Per dire, l'elettore è già demotivato di suo, se poi lo si accusa d'essere ignorante, ovvero di votare di pancia come ha fatto Carlo Calenda, si capisce che alle prossime elezioni l'astensionismo toccherà di nuovo il minimo storico:
"È la maledizione italiana: si vota per appartenenza. Sono di destra voto la destra, sono di sinistra voto la sinistra, prescindendo dal candidato e dalla qualità delle sue proposte. E poi mi lamento di chi governa".

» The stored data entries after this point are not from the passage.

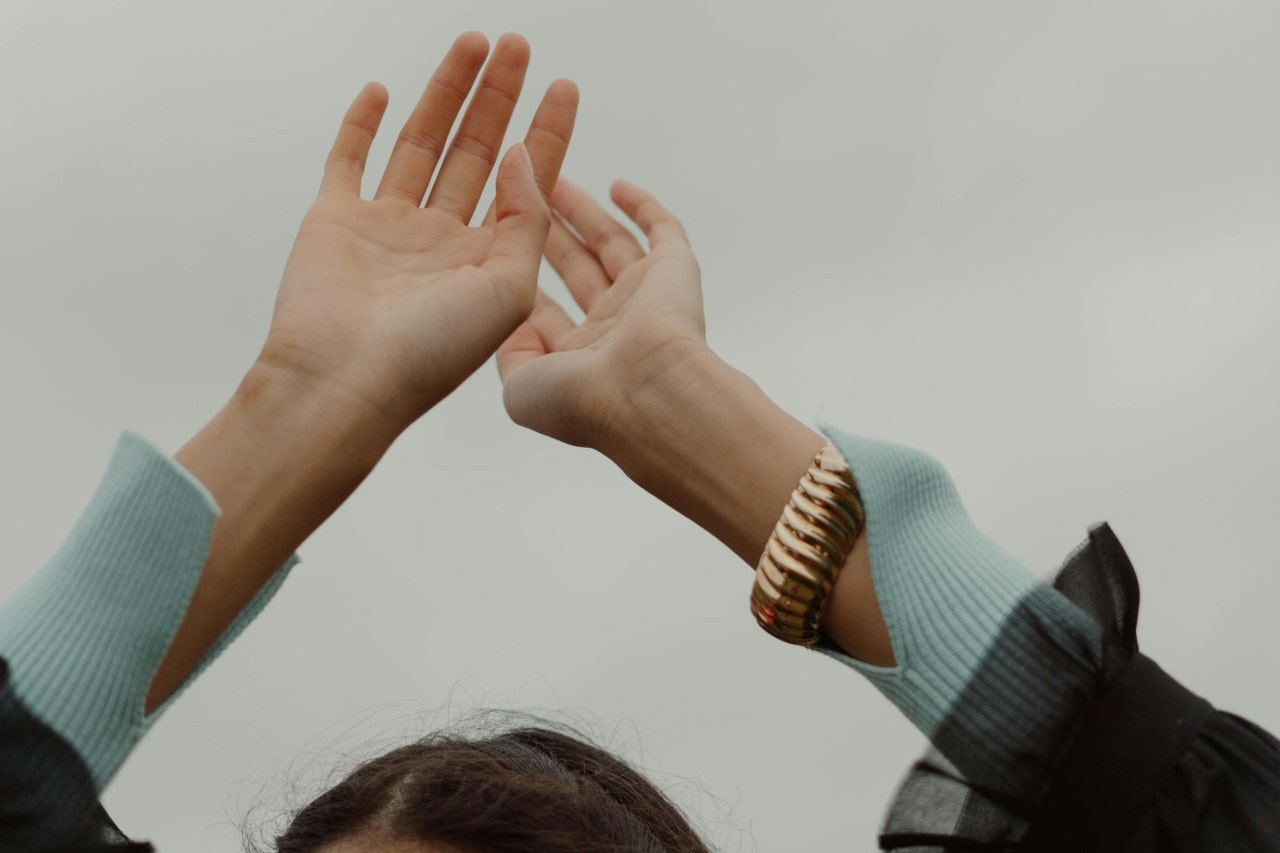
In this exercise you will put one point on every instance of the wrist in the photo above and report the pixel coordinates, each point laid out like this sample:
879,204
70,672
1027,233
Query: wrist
708,442
283,454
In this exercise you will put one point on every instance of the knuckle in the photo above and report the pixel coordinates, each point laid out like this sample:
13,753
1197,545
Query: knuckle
476,146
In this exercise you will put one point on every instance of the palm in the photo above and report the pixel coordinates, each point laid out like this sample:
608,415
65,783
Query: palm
389,299
394,302
643,313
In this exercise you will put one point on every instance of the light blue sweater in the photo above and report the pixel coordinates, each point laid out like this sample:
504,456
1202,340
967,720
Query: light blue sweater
992,664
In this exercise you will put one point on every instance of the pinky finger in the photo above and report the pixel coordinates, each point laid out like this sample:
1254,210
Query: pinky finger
346,163
658,223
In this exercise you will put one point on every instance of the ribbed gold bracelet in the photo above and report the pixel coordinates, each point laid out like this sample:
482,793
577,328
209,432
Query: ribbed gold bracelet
808,548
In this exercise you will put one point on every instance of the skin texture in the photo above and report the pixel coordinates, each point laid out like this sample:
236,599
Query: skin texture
384,308
638,382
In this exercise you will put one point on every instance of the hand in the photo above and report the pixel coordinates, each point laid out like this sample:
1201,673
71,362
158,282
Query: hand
391,304
384,308
638,382
644,316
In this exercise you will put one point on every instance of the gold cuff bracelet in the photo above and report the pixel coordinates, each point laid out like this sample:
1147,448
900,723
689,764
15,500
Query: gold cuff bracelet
808,548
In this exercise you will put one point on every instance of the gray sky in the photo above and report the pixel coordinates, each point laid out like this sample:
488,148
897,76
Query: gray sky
1037,240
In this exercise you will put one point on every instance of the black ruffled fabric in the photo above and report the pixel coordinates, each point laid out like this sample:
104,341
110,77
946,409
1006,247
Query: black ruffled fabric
48,801
1151,767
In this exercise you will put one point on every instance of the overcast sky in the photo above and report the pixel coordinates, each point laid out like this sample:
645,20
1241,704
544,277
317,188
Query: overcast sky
1037,240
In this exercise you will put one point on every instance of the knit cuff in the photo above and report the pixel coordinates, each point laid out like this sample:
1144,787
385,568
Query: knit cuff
86,634
982,646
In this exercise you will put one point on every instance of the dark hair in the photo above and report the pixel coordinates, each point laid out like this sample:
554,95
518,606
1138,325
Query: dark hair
526,790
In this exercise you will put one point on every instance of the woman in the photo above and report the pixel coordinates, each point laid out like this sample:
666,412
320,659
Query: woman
387,306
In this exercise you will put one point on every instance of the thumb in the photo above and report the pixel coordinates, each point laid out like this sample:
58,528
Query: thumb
520,229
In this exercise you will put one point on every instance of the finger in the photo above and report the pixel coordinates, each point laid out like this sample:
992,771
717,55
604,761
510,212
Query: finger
577,268
549,135
535,336
479,140
658,223
616,247
520,232
421,141
346,163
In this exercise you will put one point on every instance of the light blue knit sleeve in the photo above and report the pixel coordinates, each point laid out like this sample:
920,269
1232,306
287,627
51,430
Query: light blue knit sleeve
86,634
992,664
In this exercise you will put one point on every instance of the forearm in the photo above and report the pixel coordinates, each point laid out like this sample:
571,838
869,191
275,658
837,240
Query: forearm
708,442
278,459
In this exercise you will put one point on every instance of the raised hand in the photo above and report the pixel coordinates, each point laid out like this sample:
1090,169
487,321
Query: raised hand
393,302
644,318
384,308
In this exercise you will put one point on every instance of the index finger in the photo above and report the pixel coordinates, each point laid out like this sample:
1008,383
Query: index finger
549,133
658,223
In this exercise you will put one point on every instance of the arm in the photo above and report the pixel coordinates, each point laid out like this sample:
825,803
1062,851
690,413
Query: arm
384,308
984,658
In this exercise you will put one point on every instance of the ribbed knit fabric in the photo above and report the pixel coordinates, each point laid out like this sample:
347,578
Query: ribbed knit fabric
86,634
991,662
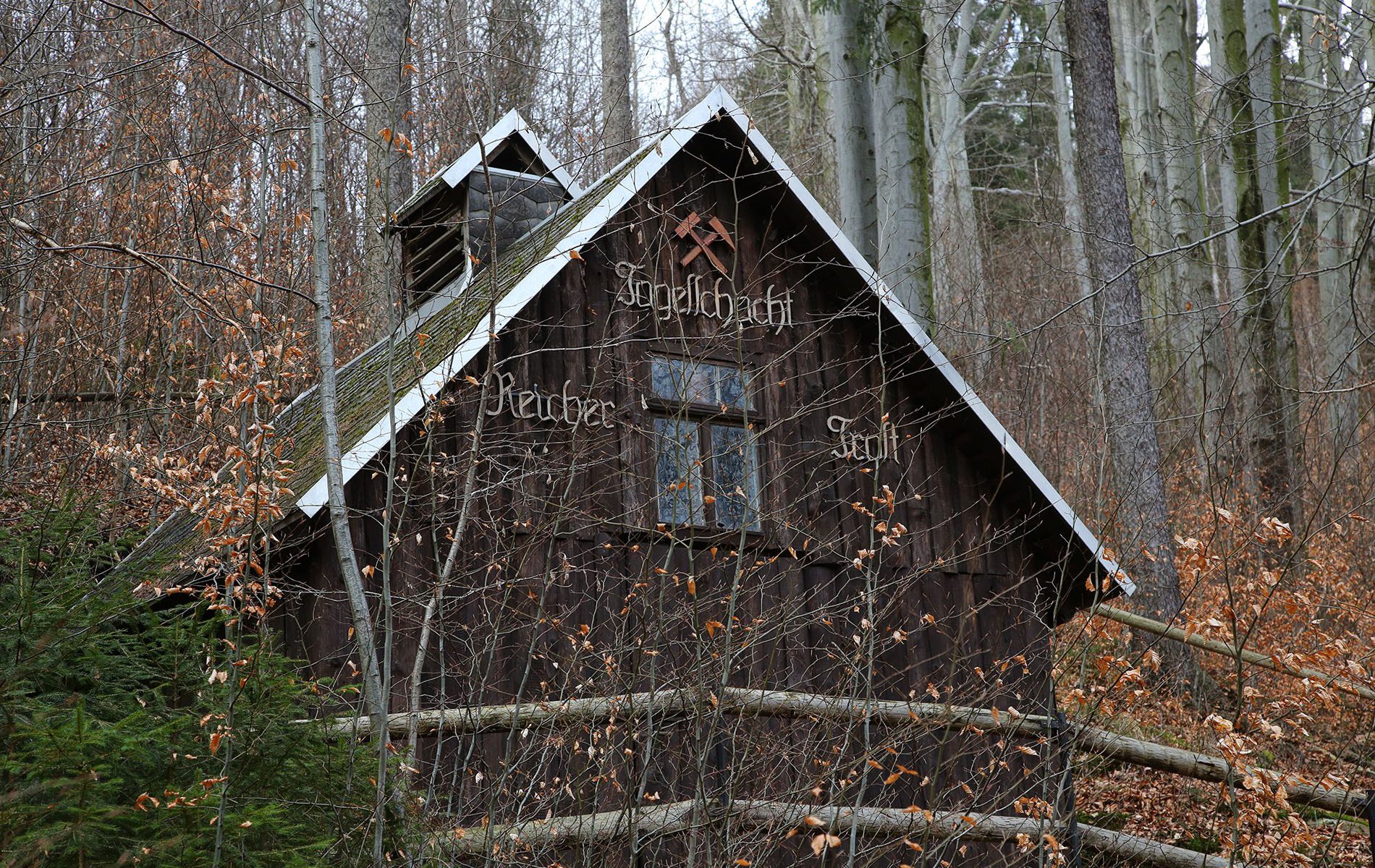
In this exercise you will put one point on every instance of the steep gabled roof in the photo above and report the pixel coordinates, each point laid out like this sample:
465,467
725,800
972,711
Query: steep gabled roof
510,128
457,331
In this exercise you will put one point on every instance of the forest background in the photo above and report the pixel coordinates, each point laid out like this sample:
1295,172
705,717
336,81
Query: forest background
160,298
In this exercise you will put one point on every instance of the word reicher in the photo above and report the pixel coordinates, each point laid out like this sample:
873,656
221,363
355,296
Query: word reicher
863,447
701,296
554,407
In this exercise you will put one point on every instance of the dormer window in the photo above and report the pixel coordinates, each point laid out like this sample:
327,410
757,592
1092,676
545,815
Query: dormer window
502,206
706,447
468,215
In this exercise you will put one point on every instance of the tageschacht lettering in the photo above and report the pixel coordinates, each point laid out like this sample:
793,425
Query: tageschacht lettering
701,296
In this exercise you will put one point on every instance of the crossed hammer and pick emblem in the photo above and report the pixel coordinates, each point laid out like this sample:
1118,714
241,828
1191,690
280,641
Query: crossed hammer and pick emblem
701,244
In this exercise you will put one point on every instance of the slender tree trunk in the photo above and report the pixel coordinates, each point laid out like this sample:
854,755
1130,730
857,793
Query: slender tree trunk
1193,301
1132,437
1266,357
618,110
845,69
388,99
957,261
1065,151
373,695
1330,143
901,154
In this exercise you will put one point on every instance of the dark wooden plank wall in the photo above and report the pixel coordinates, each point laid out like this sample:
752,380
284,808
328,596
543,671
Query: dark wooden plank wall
565,588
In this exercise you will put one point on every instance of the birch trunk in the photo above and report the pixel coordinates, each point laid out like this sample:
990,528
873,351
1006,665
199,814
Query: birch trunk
618,110
388,127
957,261
1135,448
1332,142
901,172
849,98
1065,151
373,697
1266,360
1193,302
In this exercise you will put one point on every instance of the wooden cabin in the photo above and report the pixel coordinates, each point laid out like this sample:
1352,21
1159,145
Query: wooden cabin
688,441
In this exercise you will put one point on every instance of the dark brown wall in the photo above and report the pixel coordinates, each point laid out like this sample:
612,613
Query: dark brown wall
565,587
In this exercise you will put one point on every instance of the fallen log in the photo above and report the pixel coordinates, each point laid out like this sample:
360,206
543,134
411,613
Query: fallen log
879,822
1274,664
892,712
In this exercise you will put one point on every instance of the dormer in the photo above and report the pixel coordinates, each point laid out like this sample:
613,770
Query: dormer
464,217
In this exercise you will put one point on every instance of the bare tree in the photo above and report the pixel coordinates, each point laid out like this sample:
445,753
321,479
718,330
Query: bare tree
618,110
389,175
1127,378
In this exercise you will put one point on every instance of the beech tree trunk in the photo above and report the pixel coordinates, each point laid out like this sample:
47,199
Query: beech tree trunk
389,175
618,113
1332,142
901,171
846,88
1135,447
1265,356
374,698
957,261
1065,151
1193,302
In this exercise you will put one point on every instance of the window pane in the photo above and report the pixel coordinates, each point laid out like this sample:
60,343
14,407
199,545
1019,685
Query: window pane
699,382
730,386
667,378
735,477
678,472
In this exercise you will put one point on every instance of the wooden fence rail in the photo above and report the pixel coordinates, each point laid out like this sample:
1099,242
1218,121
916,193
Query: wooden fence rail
1274,664
883,822
787,704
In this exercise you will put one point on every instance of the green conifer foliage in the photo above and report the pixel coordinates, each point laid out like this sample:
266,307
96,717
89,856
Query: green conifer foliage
154,733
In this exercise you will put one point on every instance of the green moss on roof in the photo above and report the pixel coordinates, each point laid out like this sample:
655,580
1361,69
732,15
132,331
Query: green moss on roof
363,394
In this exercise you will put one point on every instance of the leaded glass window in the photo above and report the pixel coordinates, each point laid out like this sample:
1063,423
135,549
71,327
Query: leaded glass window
706,451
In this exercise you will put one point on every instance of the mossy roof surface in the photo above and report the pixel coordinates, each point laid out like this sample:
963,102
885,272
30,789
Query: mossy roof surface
376,380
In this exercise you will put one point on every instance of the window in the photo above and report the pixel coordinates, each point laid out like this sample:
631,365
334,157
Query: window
706,455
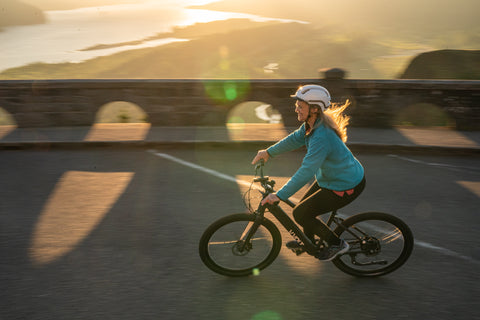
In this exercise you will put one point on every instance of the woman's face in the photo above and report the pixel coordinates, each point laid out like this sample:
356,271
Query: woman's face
302,110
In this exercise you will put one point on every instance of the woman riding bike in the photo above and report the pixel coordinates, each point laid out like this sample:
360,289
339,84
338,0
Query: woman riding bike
339,176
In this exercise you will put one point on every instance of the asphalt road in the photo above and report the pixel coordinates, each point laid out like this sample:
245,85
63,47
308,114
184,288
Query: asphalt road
113,234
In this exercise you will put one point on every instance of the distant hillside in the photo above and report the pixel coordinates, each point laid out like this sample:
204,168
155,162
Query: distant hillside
15,13
296,50
445,64
406,16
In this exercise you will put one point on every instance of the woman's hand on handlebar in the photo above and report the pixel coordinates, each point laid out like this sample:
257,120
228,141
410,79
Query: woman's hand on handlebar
271,198
261,154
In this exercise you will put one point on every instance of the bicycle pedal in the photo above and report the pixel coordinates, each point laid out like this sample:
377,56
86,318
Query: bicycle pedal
298,251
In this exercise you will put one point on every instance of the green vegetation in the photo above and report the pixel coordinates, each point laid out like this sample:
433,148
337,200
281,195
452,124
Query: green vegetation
376,40
16,13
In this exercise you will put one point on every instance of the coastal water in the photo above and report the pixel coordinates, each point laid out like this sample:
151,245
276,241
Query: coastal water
68,32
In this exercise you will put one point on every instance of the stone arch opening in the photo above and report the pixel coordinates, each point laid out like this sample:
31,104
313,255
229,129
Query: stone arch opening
121,112
255,120
424,114
119,121
7,123
6,119
254,112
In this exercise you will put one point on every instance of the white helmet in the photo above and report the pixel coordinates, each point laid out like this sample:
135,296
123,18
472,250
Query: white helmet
313,94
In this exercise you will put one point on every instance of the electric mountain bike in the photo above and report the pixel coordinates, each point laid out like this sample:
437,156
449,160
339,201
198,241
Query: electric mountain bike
242,244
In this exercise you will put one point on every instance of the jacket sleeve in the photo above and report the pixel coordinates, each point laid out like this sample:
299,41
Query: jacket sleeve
291,142
316,154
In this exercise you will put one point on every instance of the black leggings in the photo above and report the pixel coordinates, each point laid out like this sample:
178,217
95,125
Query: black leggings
317,201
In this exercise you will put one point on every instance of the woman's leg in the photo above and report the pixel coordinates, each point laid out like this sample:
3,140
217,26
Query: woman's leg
317,201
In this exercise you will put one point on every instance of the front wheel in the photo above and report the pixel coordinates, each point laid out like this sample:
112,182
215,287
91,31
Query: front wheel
379,244
230,247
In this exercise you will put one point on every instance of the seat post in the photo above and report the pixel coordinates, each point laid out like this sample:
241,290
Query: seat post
332,217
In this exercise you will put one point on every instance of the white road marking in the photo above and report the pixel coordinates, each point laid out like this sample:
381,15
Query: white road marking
435,164
223,176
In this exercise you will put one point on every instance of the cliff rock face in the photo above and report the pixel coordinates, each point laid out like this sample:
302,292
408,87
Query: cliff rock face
445,64
14,13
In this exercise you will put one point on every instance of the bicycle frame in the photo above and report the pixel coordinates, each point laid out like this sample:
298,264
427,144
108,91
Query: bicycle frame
282,217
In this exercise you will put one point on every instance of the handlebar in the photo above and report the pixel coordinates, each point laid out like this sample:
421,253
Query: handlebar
266,183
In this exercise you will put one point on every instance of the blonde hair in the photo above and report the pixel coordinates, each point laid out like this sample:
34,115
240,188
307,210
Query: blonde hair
334,118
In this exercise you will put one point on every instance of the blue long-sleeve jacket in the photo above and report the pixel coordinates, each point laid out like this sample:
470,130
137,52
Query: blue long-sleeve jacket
327,158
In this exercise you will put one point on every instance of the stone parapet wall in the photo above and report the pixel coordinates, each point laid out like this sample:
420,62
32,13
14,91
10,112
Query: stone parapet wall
375,103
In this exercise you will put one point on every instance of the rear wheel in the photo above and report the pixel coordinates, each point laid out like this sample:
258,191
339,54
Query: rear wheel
379,244
225,249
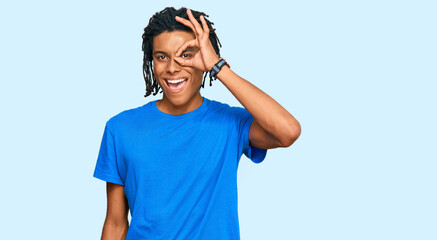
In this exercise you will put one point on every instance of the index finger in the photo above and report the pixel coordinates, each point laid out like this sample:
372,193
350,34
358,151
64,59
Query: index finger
185,22
194,22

Ma non è vero che l'italiano vota per appartenenza. Da Matteo Renzi in poi i ribaltoni si sono susseguiti, anche solo a livello di consensi fuori dalle urne, senza soluzione di continuità: dopo la parentesi gloriosa del "Giglio Magico", ci sono stati il Movimento 5 Stelle, la Lega di Matteo Salvini, Mario Draghi e ora Fratelli d'Italia, un ondivagare che con ogni evidenza non è indice di affiliazione ma anelito sacrosanto al cambiamento quando la parte politica prescelta delude le aspettative. Lasciando Calenda al suo destino, sarebbe ora che tutti i bastonati prendessero coscienza di non essere più in grado di regalare al loro elettorato un sogno che scacci il timore di riconoscersi in una consuetudine che sa di naftalina.